There’s a couple of aspects which make the brain still superior to computers. For example, our capability of concluding on the basis of incomplete information, or what we would call intuitive thinking. We can be very fast and take shortcuts. We are often right — not always, but it is much easier to live with a decision that is based on incomplete data.

For example, a child can distinguish cats and dogs after 10 pictures with a pretty good error rate. A computer needs hundreds of pictures.

We can also add information much easier. You learn 10 words in Italian and you add it to your current “model.” Most computers have to just rerun their entire model to integrate this information.

But we should not compete with silicon computers where they are good. My handheld calculator is better than me at doing calculations. Why should I use a brain organoid to make it a calculator? It will likely be limited to what my brain is capable of doing — if it ever achieves something like this.

Organoids could work even quicker than today’s supercomputers, like Japan's record-breaking Fugaku.

STR/AFP/Getty Images

How far are we from brain-powered computers?

For the last 60 to 70 years, the more we have understood the brain, we have tried to make computers more brain-like, because there are still some advantages.

You can either envisage that you use it as a model to change our computer architecture, or you could at some point even have a biological component to your computational system.

That’s certainly the furthest away.
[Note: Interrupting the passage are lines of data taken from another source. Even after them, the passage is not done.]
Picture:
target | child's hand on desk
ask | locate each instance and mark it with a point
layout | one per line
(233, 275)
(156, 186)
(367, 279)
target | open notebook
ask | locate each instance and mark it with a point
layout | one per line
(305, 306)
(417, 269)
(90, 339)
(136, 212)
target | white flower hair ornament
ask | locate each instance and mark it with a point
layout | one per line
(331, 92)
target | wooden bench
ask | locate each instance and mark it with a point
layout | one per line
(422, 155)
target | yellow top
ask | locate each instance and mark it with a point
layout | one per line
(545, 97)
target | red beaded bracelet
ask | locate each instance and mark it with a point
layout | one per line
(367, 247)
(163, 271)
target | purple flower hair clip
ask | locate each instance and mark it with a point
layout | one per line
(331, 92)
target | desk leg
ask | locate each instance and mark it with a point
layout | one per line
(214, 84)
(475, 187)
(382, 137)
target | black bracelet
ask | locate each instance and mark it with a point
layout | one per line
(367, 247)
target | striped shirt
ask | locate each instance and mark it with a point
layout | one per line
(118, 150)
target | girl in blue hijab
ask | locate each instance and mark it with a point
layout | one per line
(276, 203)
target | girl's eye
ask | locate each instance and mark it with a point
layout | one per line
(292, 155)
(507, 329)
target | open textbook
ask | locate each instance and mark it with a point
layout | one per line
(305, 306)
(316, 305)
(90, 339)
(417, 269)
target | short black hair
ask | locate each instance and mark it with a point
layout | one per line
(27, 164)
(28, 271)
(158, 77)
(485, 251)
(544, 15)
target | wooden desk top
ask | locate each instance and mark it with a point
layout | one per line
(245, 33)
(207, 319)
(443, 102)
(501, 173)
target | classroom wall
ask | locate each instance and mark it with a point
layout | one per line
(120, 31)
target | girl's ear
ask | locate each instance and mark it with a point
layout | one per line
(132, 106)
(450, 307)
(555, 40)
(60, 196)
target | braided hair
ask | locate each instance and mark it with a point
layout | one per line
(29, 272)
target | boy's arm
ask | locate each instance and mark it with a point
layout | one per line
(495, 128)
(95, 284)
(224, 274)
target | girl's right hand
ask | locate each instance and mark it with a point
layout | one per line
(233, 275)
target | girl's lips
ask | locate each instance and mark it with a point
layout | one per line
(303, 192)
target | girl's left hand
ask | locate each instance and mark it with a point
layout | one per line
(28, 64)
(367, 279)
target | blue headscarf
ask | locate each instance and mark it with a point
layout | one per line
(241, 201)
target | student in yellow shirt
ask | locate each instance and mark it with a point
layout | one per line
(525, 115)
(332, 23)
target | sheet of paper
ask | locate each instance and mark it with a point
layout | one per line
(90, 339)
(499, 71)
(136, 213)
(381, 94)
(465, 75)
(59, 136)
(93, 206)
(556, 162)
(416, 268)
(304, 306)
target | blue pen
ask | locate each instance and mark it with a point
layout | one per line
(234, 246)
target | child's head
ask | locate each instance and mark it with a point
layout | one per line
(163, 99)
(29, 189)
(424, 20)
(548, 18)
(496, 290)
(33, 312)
It is science fiction, but I would say: 20 years ago, the iPhone was science fiction.

Are you considering the obvious question: What if these organoids become self-aware?

We are far from anything which is really producing concerns. There is no suffering, there is no self-awareness or consciousness that you can expect from these organoids, for the foreseeable future. But we have to discuss it, because people are feeling uneasy.

So, one of the things our ethicists at Johns Hopkins are doing at the moment is surveying the general population. They are asking, “what do you think about this?” At some point, people say, “Uh, perhaps we should think about this better?”

Then you give them information like, “there’s an informed consent by the donors of these cells,” or “this is done to find drugs for Alzheimer’s.” You test out what people feel about it, and this helps with the communication of this research.

We don’t want this to suddenly backfire. We want to work for the greater good.